Fig. 6.. CFTR deficiency alters the GBC proliferative phenotype.

Double immunostainings for KRT5/NGFR (A) and KRT5/SOX2 (B). Arrowheads indicate NGFR⁺/KRT5⁻ and basal SOX2⁺/KRT5⁻ labeling specific for GBCs. (C) Quantification of SOX2⁺/KRT5⁻ (GBCs) and SOX2⁺/KRT5⁺ (HBCs) cells. **P < 0.01 (Mann-Whitney U test); ns, not significant. n = 7 CFTR^+/+ and 5 CFTR^−/− animals. (D) Dual fluorescent in situ hybridization with probes for CFTR and NGFR in control CFTR^+/+. CFTR labeling is not only robust in microvillar-like cells in the apical epithelium (white arrowheads, top) but is also detected in other cell types in the OSN cell layer (gray arrowhead, middle), basal cells (black arrowheads, bottom, colocalized with NGFR), and Bowman glands (right panels). (E) Fluorescent in situ hybridization for CFTR and immunostaining for SOX2 in the basal portion of the epithelium in CFTR^+/+ showing colabeling. (F) Dual fluorescent in situ hybridization with probes for CFTR and NGFR in CFTR^−/− showing no evident CFTR labeling. Bottom panels show magnified views of boxed area. Scale bars, 20 μm.

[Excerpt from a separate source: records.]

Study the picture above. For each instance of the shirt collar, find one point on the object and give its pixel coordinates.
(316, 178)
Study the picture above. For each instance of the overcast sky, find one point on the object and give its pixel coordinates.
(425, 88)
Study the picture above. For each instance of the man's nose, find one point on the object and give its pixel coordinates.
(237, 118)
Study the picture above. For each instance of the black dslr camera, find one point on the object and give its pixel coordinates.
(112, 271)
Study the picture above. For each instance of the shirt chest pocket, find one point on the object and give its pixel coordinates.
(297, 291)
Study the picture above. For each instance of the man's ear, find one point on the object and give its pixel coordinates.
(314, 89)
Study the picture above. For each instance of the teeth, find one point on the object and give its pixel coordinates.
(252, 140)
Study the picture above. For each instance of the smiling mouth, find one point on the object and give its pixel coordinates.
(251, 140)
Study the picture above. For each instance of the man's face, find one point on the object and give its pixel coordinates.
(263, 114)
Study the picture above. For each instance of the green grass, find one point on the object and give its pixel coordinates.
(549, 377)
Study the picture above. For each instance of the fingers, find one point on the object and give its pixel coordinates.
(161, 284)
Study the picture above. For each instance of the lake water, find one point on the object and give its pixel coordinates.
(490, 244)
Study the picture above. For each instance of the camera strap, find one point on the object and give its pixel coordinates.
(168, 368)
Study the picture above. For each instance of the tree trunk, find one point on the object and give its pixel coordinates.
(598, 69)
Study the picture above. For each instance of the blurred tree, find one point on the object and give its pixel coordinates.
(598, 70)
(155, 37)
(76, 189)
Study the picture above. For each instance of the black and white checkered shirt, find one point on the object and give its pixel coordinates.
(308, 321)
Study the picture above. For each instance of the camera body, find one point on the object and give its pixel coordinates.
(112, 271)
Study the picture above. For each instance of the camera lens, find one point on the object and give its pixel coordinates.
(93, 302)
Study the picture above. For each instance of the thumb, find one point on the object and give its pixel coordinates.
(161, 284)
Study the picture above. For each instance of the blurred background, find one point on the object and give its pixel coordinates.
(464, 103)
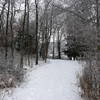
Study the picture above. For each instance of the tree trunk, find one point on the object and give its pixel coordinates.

Fig. 7.. snRNA-seq analysis of CFTR^−/− piglet olfactory mucosa.

(A) UMAP dimensionality reduction plot of gene expression in 8923 integrated CFTR^+/+ and CFTR^−/− olfactory and respiratory mucosal cell nuclei (n = 73 to 1835 cells). (B) Cell proportions for every cell cluster. (C) Olfactory cell types, as a percentage of the total olfactory cells. (D) UMAP depicting expression of CFTR in the CFTR^+/+ cell sample. (E) UMAP projection of the computationally assigned cell cycle (G₂M, G₁, S; left) and CFTR expression (right) in the GBC cell cluster from the CFTR^+/+. (F) Ratio of G₂M versus G₁ + S cells in the CFTR^+/+ GBC cell sample. G₂M cells are 3.8 times more abundant among the CFTR-expressing GBCs . (G) DotPlot visualization of the expression of 11 GBC marker genes. (H) Percentage of GBCs that express the genes in (G) that are in G₂M phase.

Fig. 8.. snRNA-seq analysis of CFTR^−/− piglet olfactory mucosa.

(A) Specific expression of 33 ORs in individual iOSNs and mOSNs. (B) Relative OR expression in mature and immature OSNs. (C) Expression map identifying 198 ORs, specific to either CFTR^+/+ (red) or CFTR^−/− (blue) or coexpressed in both (gray). Each row represents an individual cell and each column is a single OR. Gene identities and cell numbers can be found in data S1. (D) Dual fluorescent in situ hybridization with probes for the OR genes OR51E2 [indicated in red in (A)] and OR51E1 in the olfactory epithelium of CFTR^+/+ and CFTR^−/− piglets. Right: Ratio of OR51E2/OR51E1 cells per section. *P < 0.05 (Mann-Whitney U test); n = 6 per genotype. Scale bars, 50 μm.